Selama bertahun-tahun, para ahli telah meneliti potensi cairan serebrospinal dan neuroimaging untuk mendeteksi penyakit Parkinson. Namun metode tersebut dinilai invasif, mahal, dan membutuhkan akses ke pusat medis khusus. Walhasil, metode ini tidak cocok untuk pengujian yang harus sering dilakukan agar dapat memberikan diagnosis dini atau melacak terus menerus perkembangan penyakit pada pasien.
Baca juga: Contoh Artificial Intelligence untuk Prediksi Risiko Ibu Melahirkan
Profesor Dina Katabi memaparkan bahwa studi dengan model artificial intelligence ini akan berdampak positif terhadap pengembangan obat dan perawatan klinis pasien pengidap Parkinson.
Dari aspek pengembangan obat, hasil studi dengan contoh artificial intelligence ini memungkinkan durasi uji klinis yang jauh lebih pendek dan peserta uji yang lebih sedikit. Dan pada gilirannya akan mempercepat pengembangan terapi baru.

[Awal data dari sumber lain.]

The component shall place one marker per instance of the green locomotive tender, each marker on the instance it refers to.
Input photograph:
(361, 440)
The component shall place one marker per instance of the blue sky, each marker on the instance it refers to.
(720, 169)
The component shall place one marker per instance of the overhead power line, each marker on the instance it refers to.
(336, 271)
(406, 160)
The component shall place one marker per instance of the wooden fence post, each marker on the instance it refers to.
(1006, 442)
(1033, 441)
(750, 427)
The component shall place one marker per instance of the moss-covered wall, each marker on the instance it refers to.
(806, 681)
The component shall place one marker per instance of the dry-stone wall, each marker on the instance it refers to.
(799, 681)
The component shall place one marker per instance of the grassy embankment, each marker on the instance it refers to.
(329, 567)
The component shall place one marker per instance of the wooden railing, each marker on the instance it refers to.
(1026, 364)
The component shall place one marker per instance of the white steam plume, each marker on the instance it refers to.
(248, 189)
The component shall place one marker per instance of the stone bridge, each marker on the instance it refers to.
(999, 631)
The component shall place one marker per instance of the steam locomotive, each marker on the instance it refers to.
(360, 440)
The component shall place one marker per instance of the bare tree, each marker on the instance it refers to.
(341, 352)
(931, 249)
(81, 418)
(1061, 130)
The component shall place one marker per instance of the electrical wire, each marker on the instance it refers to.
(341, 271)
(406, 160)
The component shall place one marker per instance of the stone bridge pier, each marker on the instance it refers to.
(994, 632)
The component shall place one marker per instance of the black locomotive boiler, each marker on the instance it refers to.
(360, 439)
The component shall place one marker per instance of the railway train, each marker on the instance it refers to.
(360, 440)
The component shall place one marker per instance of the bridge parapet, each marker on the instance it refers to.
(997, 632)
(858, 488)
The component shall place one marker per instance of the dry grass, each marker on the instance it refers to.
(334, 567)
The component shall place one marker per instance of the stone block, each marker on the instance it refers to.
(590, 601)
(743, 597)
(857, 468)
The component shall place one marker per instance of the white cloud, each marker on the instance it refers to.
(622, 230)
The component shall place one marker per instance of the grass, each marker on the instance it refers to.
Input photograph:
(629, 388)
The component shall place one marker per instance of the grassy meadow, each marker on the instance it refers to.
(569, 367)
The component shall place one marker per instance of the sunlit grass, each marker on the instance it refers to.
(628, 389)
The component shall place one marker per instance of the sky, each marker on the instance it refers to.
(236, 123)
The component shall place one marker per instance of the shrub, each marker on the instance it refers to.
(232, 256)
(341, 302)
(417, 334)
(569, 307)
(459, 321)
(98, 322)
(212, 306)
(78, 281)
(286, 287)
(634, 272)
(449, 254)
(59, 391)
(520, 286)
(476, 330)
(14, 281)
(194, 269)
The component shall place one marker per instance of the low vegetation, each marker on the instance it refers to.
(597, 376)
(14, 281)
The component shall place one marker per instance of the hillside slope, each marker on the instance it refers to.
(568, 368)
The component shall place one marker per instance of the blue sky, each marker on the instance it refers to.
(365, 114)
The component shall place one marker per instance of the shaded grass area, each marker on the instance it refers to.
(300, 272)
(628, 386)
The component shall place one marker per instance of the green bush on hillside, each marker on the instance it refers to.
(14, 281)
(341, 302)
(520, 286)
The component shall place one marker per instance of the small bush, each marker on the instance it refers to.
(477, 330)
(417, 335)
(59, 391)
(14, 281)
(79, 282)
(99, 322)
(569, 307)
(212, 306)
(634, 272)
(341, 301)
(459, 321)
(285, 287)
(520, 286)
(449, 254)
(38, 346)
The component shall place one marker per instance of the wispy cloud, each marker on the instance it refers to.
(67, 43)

Sementara di sisi perawatan klinis, pendekatan ini dapat membantu penilaian pasien Parkinson di komunitas tradisional yang kurang terlayani, termasuk mereka yang tinggal di daerah pedesaan dan mereka yang kesulitan meninggalkan rumah karena keterbatasan mobilitas atau gangguan kognitif.
Parkinson termasuk jenis penyakit saraf dengan perkembangan tercepat di dunia. Penyakit ini adalah gangguan neurologis kedua paling umum, setelah Alzheimer.
Menurut catatan Kementerian Kesehatan RI, jumlah penderita Parkinson di Asia diprediksi meningkat dari 2,7 juta jiwa pada tahun 2005 menjadi 6,17 juta jiwa pada tahun 2030. Jika pravelensi dari penderita Parkinson dihitung dengan jumlah penduduk di Indonesia maka pada tahun 2019 penderita Parkinson mencapai 986 ribu jiwa dari jumlah penduduk jumlah penduduk yang mencapai lebih dari 260 juta jiwa.
Ray Dorsey, seorang profesor neurologi di University of Rochester dan spesialis penyakit Parkinson menuturkan bahwa perangkat yang dikembangkan Katabi ini akan sangat membantu. Perangkat ini memungkinkan para peneliti dan dokter memperoleh penilaian yang obyektif dan nyata tentang kondisi dan aktivitas pasien Parkinson sehari-hari.
“Informasi yang kami miliki tentang manifestasi dari penyakit ini di lingkungan alaminya sangatlah terbatas,” ujar Dorsey seperti dikutip dari Neurosciencenews.com. Ia menganalogikan cara penilaian penyakit Parkinson yang ada sekarang seperti lampu jalanan di malam hari.
“Yang bisa kami lihat hanyalah bagian (jalan) yang sangat kecil…sementara sensor yang sepenuhnya tanpa kontak [dari perangkat yang dikembangkan Dina Katabi] membantu kami menerangi dalam kegelapan,” pungkas Ray Dorsey yang juga co-author dari laporan studi MIT ini.